You haven’t heard from me in a while. Apologies for the radio silence. Here is why I haven’t felt compelled to write lately: For the past three months I have been stuck in the same pattern.
- Step 1: Vibe with a guy at a party/bar/online and make plans for a date.
- Step 2: Go on said date and either (a) have an ick time and end things there or (b) have a great time and set up a date two, three, etc.
- Step 3: As dating continues, get to know and like said person. Usually start sleeping with them circa date four.
- Step 4: Have an awkward or unsettling talk/phone call/email exchange with said person that makes one or both of us question our potential as partners.
- Step 5: We decide not to see each other anymore.
And thus, I am left with a G-Chat bar full of guys who, for a short period of time, I talked to constantly—but who I wouldn’t dare to message now or probably ever again. Their names in my phone just seem like a cruel reminder of how hard it is to find someone you could actually have a relationship with.
And so I have decided that I, Dater X, cannot date anymore.
I don’t want to date anymore. I don’t want to get to know people over candlelit dinners or drinks at bars that turn into makeout sessions before we’ve got any idea of who the other person is. When I think back to the relationships that have worked in my life, they were with people I knew for a reasonably long time before we got together.
After dating in New York City for, oh, years—there have been countless numbers of guys who have floated into my life for a short period of time. I’ve invested time in getting to know about their lives, both past and present. I’ve gone to their favorite places and met their friends. I’ve spent time analyzing the things I really like about them, and weighing those things against the things I don’t like so much. And then all of the sudden, they are gone. Evaporated.
Now, I’ve tried to be friends with some of these guys, but for the most part, this hasn’t worked out very well. Take The Architect, the last guy I wrote about in this column. A week ago I found myself thinking about him and decided to write and see if he’d like to hang out as friends. To my surprise, he did. We met up for an after-work drink. Ab. So. Lute. Dis. As. Ter. He was telling me about a shakeup in his office, and I was trying to assure him that things would be alright—and mentioned that when we’d dated, I’d noticed he seemed a little paranoid about losing his job. Wrong answer. All of a sudden, he was livid, saying that I had no right to judge him. He went on to say he thought I was being critical of him because I was obviously still so mad he’d broken up with me. Okaaaay. Or … you are paranoid.
I don’t think this is any reflection that the Architect is a bad person, or that I am. We just met under circumstances—online dating—where the sole purpose is to find a significant other. We have no basis for a friendship, because we’ve never been friends. We have skewed ideas of who the other person is based on getting to know them in this intense, highly charged way rather than building up knowledge of them over months and years.

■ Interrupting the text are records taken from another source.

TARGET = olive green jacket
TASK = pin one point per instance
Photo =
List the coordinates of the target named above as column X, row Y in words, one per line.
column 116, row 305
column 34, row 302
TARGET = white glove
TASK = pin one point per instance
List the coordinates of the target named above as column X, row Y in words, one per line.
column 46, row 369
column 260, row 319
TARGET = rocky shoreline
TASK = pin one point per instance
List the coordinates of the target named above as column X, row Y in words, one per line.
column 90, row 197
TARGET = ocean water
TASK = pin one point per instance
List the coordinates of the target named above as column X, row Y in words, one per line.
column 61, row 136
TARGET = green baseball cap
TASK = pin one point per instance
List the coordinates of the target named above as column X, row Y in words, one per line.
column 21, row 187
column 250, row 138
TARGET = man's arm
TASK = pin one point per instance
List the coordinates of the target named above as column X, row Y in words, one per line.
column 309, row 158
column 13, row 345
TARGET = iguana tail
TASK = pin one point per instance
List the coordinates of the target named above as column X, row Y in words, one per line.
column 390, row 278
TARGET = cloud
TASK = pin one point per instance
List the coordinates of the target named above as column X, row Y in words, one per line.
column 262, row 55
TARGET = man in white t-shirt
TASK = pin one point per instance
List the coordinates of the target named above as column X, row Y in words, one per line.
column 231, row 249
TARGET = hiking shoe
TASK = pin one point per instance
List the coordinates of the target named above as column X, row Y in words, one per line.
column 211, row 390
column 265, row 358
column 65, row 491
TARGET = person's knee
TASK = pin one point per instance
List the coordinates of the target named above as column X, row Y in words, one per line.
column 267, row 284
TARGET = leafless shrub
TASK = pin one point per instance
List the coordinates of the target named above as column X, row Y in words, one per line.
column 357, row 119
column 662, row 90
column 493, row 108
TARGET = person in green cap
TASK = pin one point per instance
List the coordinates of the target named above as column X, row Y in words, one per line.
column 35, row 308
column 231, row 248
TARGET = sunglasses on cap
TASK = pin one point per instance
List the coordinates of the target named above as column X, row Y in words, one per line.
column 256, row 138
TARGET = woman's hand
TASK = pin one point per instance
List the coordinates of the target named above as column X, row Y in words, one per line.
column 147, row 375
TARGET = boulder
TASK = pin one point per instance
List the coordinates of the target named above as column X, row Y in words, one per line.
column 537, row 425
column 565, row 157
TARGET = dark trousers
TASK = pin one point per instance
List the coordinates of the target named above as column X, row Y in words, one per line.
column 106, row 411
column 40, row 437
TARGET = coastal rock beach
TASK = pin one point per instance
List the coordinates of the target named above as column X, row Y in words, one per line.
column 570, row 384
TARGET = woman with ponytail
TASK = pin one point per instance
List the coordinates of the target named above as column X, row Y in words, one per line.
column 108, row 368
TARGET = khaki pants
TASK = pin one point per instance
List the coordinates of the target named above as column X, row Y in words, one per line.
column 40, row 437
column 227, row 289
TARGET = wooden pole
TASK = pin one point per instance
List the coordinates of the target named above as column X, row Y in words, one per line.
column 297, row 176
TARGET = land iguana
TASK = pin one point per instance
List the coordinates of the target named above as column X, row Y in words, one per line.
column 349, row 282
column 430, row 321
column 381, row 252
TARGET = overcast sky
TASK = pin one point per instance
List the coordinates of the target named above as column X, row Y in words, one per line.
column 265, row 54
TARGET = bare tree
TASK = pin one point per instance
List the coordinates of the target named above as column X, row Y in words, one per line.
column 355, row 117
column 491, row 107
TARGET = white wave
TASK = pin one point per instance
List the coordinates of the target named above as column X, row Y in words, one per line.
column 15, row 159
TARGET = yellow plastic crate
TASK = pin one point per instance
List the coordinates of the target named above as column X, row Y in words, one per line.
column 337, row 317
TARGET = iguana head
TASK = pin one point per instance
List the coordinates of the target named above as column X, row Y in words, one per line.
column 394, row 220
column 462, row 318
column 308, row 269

These are the same circumstances under which I’ve met nearly every guy I’ve dated for the past two years. No wonder nothing has ever worked out.
Which brings me back to the realization I’ve had lately. I don’t want to date anymore. I don’t want to get to know people over candlelit dinners or drinks at bars that turn into make-out sessions before we’ve got any idea of who the other person is. When I think back to the relationships that have worked in my life, they were with people I knew for a reasonably long time before we got together. There was Darren, the boss at the video store where I worked in high school, who became a good friend. A year later, after hanging out an uncountable numbers of times, both in groups and solo, we kissed. We were together—very happily—for the next four years. And then there was Brad, the college friend I always thought was cute—we just never happened to be single at the same time. When I ran into him on the street a few years later, we dropped our plans and hung out for the night. We were together for three years.
I want to really know the next person I try to embark on a relationship with. I want to take sex off the table with potential mates for a long time. (I’ll get a booty-call buddy if I go crazy in the meantime.) I want something that incubates slowly. I want something that has a chance for being real.
And so I have taken down my online dating profiles. I’m going to stop asking friends to set me up on blind dates and instead ask if they’ll plan group activities with guys they could see me liking on a friend level. If I meet a guy out in the world who asks for my number and calls, I’ll suggest fun daytime activities rather than typical date fare. I am going to join a pool league, and take a continuing ed political science class, and do the other zillion things I’ve meant to do for years. Overall, I’m going to start nourishing friendships with guys I find interesting, whether I could see myself dating them or not. And then I’m just going to see what happens.